Challenge #5. Managing identity propagation through delegated actor chains is a hard problem to solve. Mapping scopes from hop-to-hop is doubly hard, as disparate identity systems may not have consistent scope nomenclature nor scope semantics.

Loom implements the full authorization code flow when users interact with both the frontend and backend. AgentCore Identity also supports the RFC 8693 token exchange process, which enables both the end user and agent identity to be included in downstream access tokens, while also maintaining the delegation chain. Loom implements and visualizes the full token exchange flow.

The following screenshot shows an agent invocation, which hops from agent in AgentCore Runtime to MCP server in AgentCore Runtime to REST API endpoint in Amazon API Gateway. Each of those hops uses a different access token for authorization, using the on-behalf-of token exchange process.

This ensures that chained agentic requests maintain the originating user’s identity and permissions. This way, downstream actors maintain a least privilege posture, exposing only the data and resources that the originating user is permitted to access.

Managing agentic proliferation with discovery and governance

As adoption of agentic capabilities grows, so does the sprawl of agentic resources, just as we saw in the proliferation of microservices. Traditionally, developer portals and service meshes have acted as discovery mechanisms for cataloging resources. Registries are acting as the central point of collating and exposing information about available and approved agentic resources.

Challenge #6. Managing the proliferation of agents, tools, and skills is a growing challenge as organizations continue to explore agentic capabilities.

Loom integrates with AWS Agent Registry, currently in public preview, for managing agent and tool records, complying with the A2A agent card specification and the MCP tool schema specification. It includes information about agent and MCP server endpoints, authorization, and capabilities. It also applies a governance process, ensuring that agents undergo a review process by some agentic review board before they can be published and made available for production usage.

This helps wrangle the agentic sprawl across the organization, giving teams visibility to what is approved and allowed for usage. It also allows review teams to act as a gate to ensure that agentic adoption is governed and secure.

Using human-in-the-loop approval workflows for agent actions

As agents grow more advanced in capability and access more data systems, organizations should enable these systems in a controlled and incremental manner. Human-in-the-loop feedback can be used in early prototyping to verify that the agentic system is acting as intended builds confidence as production usage ramps and in production when allowing agents to take sensitive actions.

Challenge #7. Requiring human-in-the-loop review before taking sensitive actions is critical, as teams are wary of allowing non-deterministic systems to access and even act on systems that store business or operational data.

Loom implements three patterns of human-in-the-loop feedback, using the underlying Strands Agents hook framework and MCP elicitations to introduce human approval before invoking downstream tools. It uses hooks and interrupts in the Strands Agents framework and native MCP elicitations as defined by the MCP specification and implemented in the MCP SDK.

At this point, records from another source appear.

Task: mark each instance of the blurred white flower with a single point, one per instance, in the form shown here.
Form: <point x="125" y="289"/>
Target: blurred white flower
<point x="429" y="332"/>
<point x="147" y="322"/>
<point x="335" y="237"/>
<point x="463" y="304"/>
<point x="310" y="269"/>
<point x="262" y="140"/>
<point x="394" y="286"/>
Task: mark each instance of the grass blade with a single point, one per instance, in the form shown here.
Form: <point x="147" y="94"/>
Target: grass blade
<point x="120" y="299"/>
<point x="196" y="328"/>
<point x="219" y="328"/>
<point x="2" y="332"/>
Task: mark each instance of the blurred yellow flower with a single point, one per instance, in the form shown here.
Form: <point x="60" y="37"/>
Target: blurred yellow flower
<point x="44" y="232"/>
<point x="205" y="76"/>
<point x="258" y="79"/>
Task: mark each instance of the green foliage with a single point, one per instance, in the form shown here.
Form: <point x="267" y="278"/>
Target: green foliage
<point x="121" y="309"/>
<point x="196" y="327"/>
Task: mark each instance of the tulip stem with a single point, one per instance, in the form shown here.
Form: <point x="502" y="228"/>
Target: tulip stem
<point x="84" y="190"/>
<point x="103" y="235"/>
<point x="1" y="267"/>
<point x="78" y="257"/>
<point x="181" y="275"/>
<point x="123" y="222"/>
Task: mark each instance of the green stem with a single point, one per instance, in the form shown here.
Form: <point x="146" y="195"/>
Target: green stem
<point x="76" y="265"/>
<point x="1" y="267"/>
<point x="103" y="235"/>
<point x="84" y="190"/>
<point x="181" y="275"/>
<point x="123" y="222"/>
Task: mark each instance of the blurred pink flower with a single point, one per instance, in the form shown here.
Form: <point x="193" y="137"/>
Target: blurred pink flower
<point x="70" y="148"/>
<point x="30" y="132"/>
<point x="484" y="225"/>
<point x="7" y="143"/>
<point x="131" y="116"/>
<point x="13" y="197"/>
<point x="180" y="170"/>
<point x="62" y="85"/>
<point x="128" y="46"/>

This ensures that sensitive actions are reviewed and approved by appropriate human users before taking said actions.

Contributing

Loom is an open source project and your feedback and contributions are welcomed! You can find more details for contributing to the code repository.

Conclusion

Loom for AWS is a simple, opinionated, enterprise-grade agent platform. It aims to serve as a concrete example on how organizations might build their own agent platforms.

You can view the source code at https://github.com/awslabs/loom/. The repository includes additional overview documentation, the specifications used to build it, and a deployment guide to test it out yourself. The deployment guide includes information on how to clean up the resources after completing your testing and evaluation.